La ville de Butembo replonge dans une atmosphère de prudence et d’inquiétude après les déclarations faisant état de cas confirmés de la maladie à virus Ebola. Face à cette situation sanitaire préoccupante, plusieurs couches sociales, religieuses et communautaires intensifient les messages de sensibilisation afin d’éviter une propagation rapide de l’épidémie dans cette région déjà marquée par les douloureux souvenirs de la flambée de 2018.
Lors d’un entretien accordé à la presse ce lundi 18 mai 2026, le serviteur de Dieu Jonas Mbayahi a exhorté les chrétiens ainsi que l’ensemble de la population à ne pas céder à la désinformation ni aux discours mystiques qui pourraient détourner les malades des structures sanitaires compétentes. Selon lui, la foi ne doit jamais remplacer les précautions médicales indispensables face à une maladie aussi dangereuse.
« Que personne ne se laisse enfermer dans une chambre de prière alors qu’il présente des symptômes de la maladie à virus Ebola. La prière doit accompagner les soins médicaux et le respect des mesures barrières », a déclaré le pasteur Jonas Mbayahi.
Le responsable religieux rappelle que l’expérience vécue à Butembo lors de l’épidémie de 2018 reste encore vivace dans plusieurs familles ayant perdu leurs proches suite à la négligence, aux rumeurs et au refus de consulter rapidement les équipes sanitaires. Pour lui, la population doit tirer des leçons du passé afin d’éviter une nouvelle tragédie humaine.

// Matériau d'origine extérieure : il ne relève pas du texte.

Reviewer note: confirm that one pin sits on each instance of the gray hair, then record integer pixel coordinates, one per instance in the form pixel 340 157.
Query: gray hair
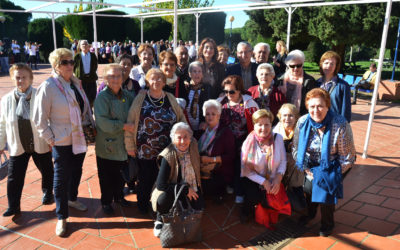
pixel 212 104
pixel 295 55
pixel 263 45
pixel 195 64
pixel 180 126
pixel 266 66
pixel 244 43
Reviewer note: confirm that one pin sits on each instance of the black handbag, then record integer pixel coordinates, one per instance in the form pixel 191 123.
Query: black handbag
pixel 181 225
pixel 130 171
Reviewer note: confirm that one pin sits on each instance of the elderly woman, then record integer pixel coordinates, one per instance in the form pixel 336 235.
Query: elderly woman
pixel 174 85
pixel 179 165
pixel 146 56
pixel 339 90
pixel 61 111
pixel 214 72
pixel 266 94
pixel 237 108
pixel 196 94
pixel 293 179
pixel 111 111
pixel 295 83
pixel 152 113
pixel 263 163
pixel 323 148
pixel 218 152
pixel 18 130
pixel 279 59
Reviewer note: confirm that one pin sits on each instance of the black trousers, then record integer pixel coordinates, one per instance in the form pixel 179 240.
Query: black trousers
pixel 110 178
pixel 17 171
pixel 147 175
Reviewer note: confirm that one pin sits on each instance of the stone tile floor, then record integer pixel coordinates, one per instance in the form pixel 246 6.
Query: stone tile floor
pixel 367 218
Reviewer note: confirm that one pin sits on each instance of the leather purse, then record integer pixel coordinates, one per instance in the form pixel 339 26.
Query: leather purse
pixel 181 225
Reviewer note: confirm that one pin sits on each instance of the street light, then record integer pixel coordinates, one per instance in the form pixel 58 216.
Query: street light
pixel 231 19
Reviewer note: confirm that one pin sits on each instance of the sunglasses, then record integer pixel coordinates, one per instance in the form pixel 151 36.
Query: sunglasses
pixel 231 92
pixel 296 66
pixel 66 62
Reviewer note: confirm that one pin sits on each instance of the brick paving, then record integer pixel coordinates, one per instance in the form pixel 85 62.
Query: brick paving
pixel 368 217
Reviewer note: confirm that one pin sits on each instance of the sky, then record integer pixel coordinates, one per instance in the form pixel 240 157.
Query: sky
pixel 240 16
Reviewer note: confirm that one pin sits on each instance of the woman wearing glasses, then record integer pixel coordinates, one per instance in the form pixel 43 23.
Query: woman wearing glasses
pixel 61 110
pixel 237 109
pixel 295 83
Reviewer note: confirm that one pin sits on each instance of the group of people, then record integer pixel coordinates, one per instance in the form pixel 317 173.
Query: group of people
pixel 210 127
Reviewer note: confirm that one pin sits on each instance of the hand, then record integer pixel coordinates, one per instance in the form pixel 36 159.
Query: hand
pixel 128 127
pixel 132 153
pixel 192 194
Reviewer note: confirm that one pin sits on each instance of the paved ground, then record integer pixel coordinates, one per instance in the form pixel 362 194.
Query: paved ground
pixel 368 217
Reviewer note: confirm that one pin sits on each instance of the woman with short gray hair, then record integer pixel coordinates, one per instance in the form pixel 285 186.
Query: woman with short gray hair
pixel 196 94
pixel 295 83
pixel 179 165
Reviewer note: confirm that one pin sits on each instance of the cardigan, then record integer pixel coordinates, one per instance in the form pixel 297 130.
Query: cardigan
pixel 78 68
pixel 9 133
pixel 111 113
pixel 134 116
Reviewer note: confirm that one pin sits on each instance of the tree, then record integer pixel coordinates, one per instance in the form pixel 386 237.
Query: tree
pixel 16 24
pixel 41 31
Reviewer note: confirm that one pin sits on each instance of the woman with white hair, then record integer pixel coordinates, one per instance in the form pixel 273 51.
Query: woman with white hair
pixel 295 83
pixel 218 151
pixel 266 95
pixel 179 165
pixel 61 111
pixel 196 94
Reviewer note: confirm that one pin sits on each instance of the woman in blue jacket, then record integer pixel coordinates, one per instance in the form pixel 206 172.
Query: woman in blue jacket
pixel 339 90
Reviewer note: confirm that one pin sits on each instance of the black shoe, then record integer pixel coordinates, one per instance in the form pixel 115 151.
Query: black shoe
pixel 48 198
pixel 107 209
pixel 123 203
pixel 12 211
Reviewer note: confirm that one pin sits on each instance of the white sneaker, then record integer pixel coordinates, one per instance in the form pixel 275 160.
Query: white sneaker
pixel 157 228
pixel 239 199
pixel 77 205
pixel 61 227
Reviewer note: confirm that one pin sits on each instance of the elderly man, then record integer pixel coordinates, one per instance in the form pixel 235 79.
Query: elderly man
pixel 261 53
pixel 182 55
pixel 245 68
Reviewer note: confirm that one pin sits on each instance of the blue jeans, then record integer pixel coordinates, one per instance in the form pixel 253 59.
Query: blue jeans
pixel 67 176
pixel 4 64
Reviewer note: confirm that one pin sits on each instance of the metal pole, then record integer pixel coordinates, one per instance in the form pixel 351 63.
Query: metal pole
pixel 395 52
pixel 378 76
pixel 95 29
pixel 54 31
pixel 175 23
pixel 197 15
pixel 141 29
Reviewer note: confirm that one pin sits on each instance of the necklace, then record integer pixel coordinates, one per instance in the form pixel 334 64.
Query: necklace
pixel 161 100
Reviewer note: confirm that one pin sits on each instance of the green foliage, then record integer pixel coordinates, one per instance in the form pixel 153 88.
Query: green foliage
pixel 16 24
pixel 41 31
pixel 210 25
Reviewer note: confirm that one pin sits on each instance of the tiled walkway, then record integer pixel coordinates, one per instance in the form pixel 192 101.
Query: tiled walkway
pixel 368 217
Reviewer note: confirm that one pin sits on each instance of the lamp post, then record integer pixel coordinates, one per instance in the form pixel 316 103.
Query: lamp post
pixel 2 20
pixel 231 19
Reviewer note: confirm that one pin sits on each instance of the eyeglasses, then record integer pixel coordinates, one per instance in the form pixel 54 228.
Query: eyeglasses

Dans la même dynamique, la société civile du Nord-Kivu appelle également les habitants à renforcer les pratiques d’hygiène, à éviter les contacts suspects et à signaler rapidement toute personne présentant des symptômes compatibles avec Ebola. Christian Kalamu, acteur de la société civile, insiste particulièrement sur la lutte contre les fausses informations qui circulent déjà dans certaines communautés.
« Ebola est une maladie réelle et dangereuse. La population doit rester vigilante et éviter de relayer des rumeurs qui peuvent mettre des vies en danger », a averti Christian Kalamu.
Au Sud-Kivu voisin, l’alerte sanitaire gagne également les organisations citoyennes. Au quartier Nkafu, la société civile locale a demandé aux vendeurs du marché Beach Muhanzi ainsi qu’aux propriétaires des embarcations lacustres de mettre en place des dispositifs permanents de lavage des mains dans les ports afin de limiter les risques liés aux mouvements fréquents des populations entre Goma et Bukavu.
Pendant ce temps, plusieurs habitants de Butembo regrettent l’absence de mesures anticipatives fortes de la part des autorités provinciales et locales malgré les signaux d’alerte déjà perceptibles depuis plusieurs jours. Certains observateurs estiment que la sensibilisation communautaire devrait être intensifiée dans les écoles, marchés, églises et transports publics afin de prévenir toute contamination massive.
Les professionnels de santé rappellent que les gestes simples restent les moyens les plus efficaces pour limiter la propagation du virus : lavage régulier des mains, évitement des contacts physiques suspects, signalement rapide des cas symptomatiques et confiance envers les structures médicales spécialisées.